Sesimin kırık ya da neredeyse bir fısıltıyı andıracak kadar kısık çıkması umurumda değildi. Dudakları çıplak omuzumda dinlenen esmerin beni duyduğundan emindim. Ara ara kıpırdanan dudaklarının tereddütle duraksaması ve ardından aldığı kesik nefes bunu açıkça ortaya koyuyordu. Evet. Esmer beni gayet iyi duymuştu.

''Ne yaptın sen Jongin?''

Ona karşı bu kadar çaresiz olduğum ilk seferdi. Yanında defalarca kez acı çekmiştim. Beni kurtarabilecek tek kişi olduğu bilinciyle defalarca sığınmıştım oğlana. Benden uzak durmasını haykırmış yine de yanımda durmasına engel olamamıştım. Ona çokça yenilmiştim. Sonunda ona karışana kadar defalarca bitmiştim. Beni çokça bitirmişti alfa.

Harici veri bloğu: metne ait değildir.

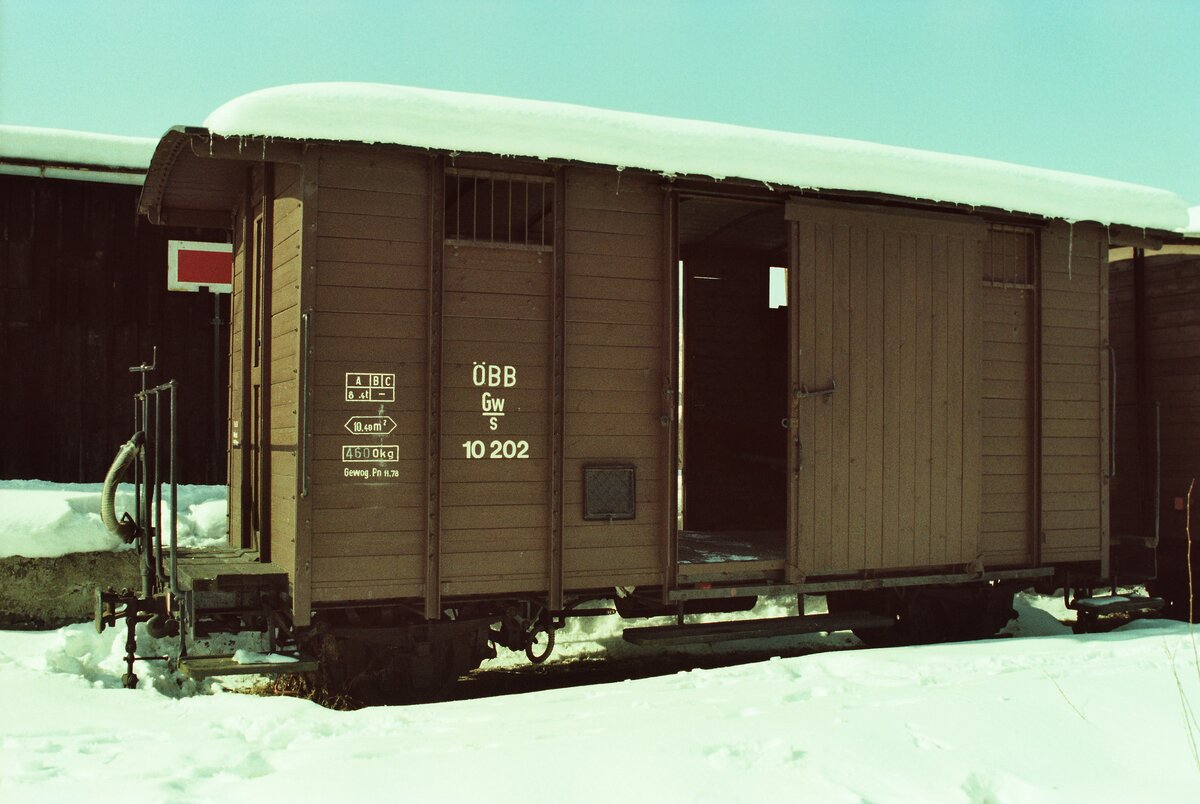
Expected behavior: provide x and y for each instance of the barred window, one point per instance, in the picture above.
(1009, 257)
(499, 208)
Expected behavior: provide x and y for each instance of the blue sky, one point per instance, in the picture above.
(1103, 87)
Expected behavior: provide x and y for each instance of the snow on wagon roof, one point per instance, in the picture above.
(465, 123)
(59, 153)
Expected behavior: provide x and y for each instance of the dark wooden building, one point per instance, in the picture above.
(83, 295)
(455, 373)
(1156, 339)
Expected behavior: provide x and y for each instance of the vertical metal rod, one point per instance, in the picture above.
(1158, 467)
(157, 491)
(174, 492)
(1113, 412)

Ama hiçbiri böylesine yıkıcı değildi. Hiçbirinde bu kadar çaresiz hissetmemiştim. Jongin hiçbirinde bu kadar acımasız değildi çünkü.

''Üzgünüm.''

Mırıldandı. Dudaklarının hareketini tenimin hemen üzerinde hissettim. Sıcak nefes omuzumu usulca okşadı. Ağzımdan küçük bir hıçkırık firar etti. Küçük bir histeri krizine yakalanmış gibiydim. Bedenimin üzerindeki kontrolümü tamamen kaybetmiştim. Ağlıyor gibi hissetmiyordum ama yanağımı yalayan o iç gıdıklayıcı hisse bakılırsa bunun tamamen aksini yaşıyordum.

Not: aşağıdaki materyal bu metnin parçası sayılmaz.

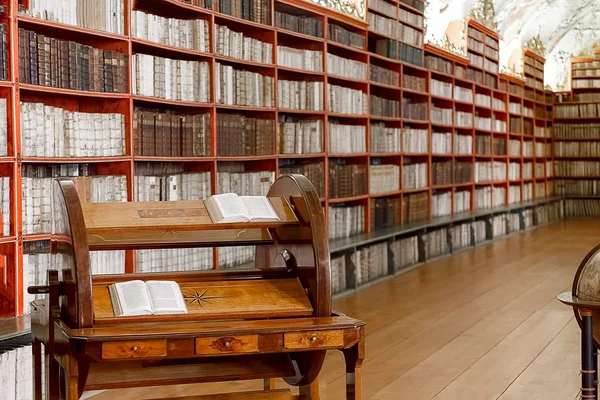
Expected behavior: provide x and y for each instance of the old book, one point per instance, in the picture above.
(229, 207)
(146, 298)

Güneş henüz doğmuştu. Sabahı henüz getirmiştik ve bu Jongin'e ağladığım ikinci seferdi.

''Yapamazsın.''

Ondan uzaklaşmak istiyordum. Teninden kopmak ve olabildiğince uzaklaşmak. Ya da en azından başımı çevirip gözlerine bakmak. Yüzüne karşı haykırmak istiyordum. Bencil olduğunu. Aptal olduğunu. Ve beni mahvettiğini. Bencildi çünkü. En büyük aptaldı belki. Ve bir de şüphesiz mahvetmişti beni. Mahvolmuştum. Tükenmiştim bir gecede. Üstelik bunu bana yapan da eşimdi. Benim alfam.

''Özür dilerim.''

Pişman olduğu için dudaklarından dökülmüyordu bu kelimeler. Belki onu hissedemiyordum ama biliyordum. Bir şekilde biliyordum ki pişman değildi. Belki söylediği gibi üzgündü. Belki öyleydi gerçekten ama bunun sebebi de benim şu an ağlıyor olmamdı. Kolları arasında kendimi kaybedercesine ağlamam üzmüş olmalıydı onu. Çünkü biliyordu. Hissediyordu hatta. Ne kadar canımın yandığını da ne kadar üzgün olduğumu da biliyor olmalıydı.

''Ben bir kurt değilim.''

Sustu. Ellerim sonunda hareket etme yetkisi kazanmış olmalıydı ki kendime geldiğim andan bu yana yapmak istediğim şeyi yaptım. Parmaklarım boynuma kadar yükseldi. Esmerin saç tutamlarını şöyle bir okşayıp tenime dokundum. Parmaklarım enseme kadar kayıp öncesine kadar olmayan tüm o pürüzlere teker teker dokundu. Yeniden hıçkırdım. Bedenim sarsıldı. Jongin kıpırdamadı. Biraz bile hareket edecek olsa ondan tamamen kopacağımı hissediyor gibiydi. Hareket etmedi. Hatta konuşmadı bile.

''Ne yaptığını bilmiyorsun.''

Gözlerimi sıkıca kapayıp söyledim. Yanaklarımı ıslatıp duran gözyaşlarım fazlasıyla rahatsız hissettiriyordu ama onları silemedim. Ellerim boynumdan uzaklaşmayı reddetti. Hayatımın en acı gereceğiyle o sabah yüzleşmek zorunda kalmıştım.

''Eninde sonunda olacak bir şeydi.''

Kararlı sesi beni delirtti. Öyle ki uzandığım halde başım döndü. Hızla ona döndüm. Az öncesine kadar tenimden uzaklaşmayı reddeden oğlan sonunda birkaç santim uzağımda öylece bana bakıyordu. Henüz giyinmemişti. İkimiz de hala çıplaktık. Ama bu o an için umursayacağım son şeydi.

''Olmayacaktı. Asla. Seninle asla mührü tamamlamayacaktım.''

Yüzümü buruşturdum. Bana ihanet etmiş gibi hissediyordum. Jongin bir gece kurdumla anlaşıp bana ihanet etmişti işte.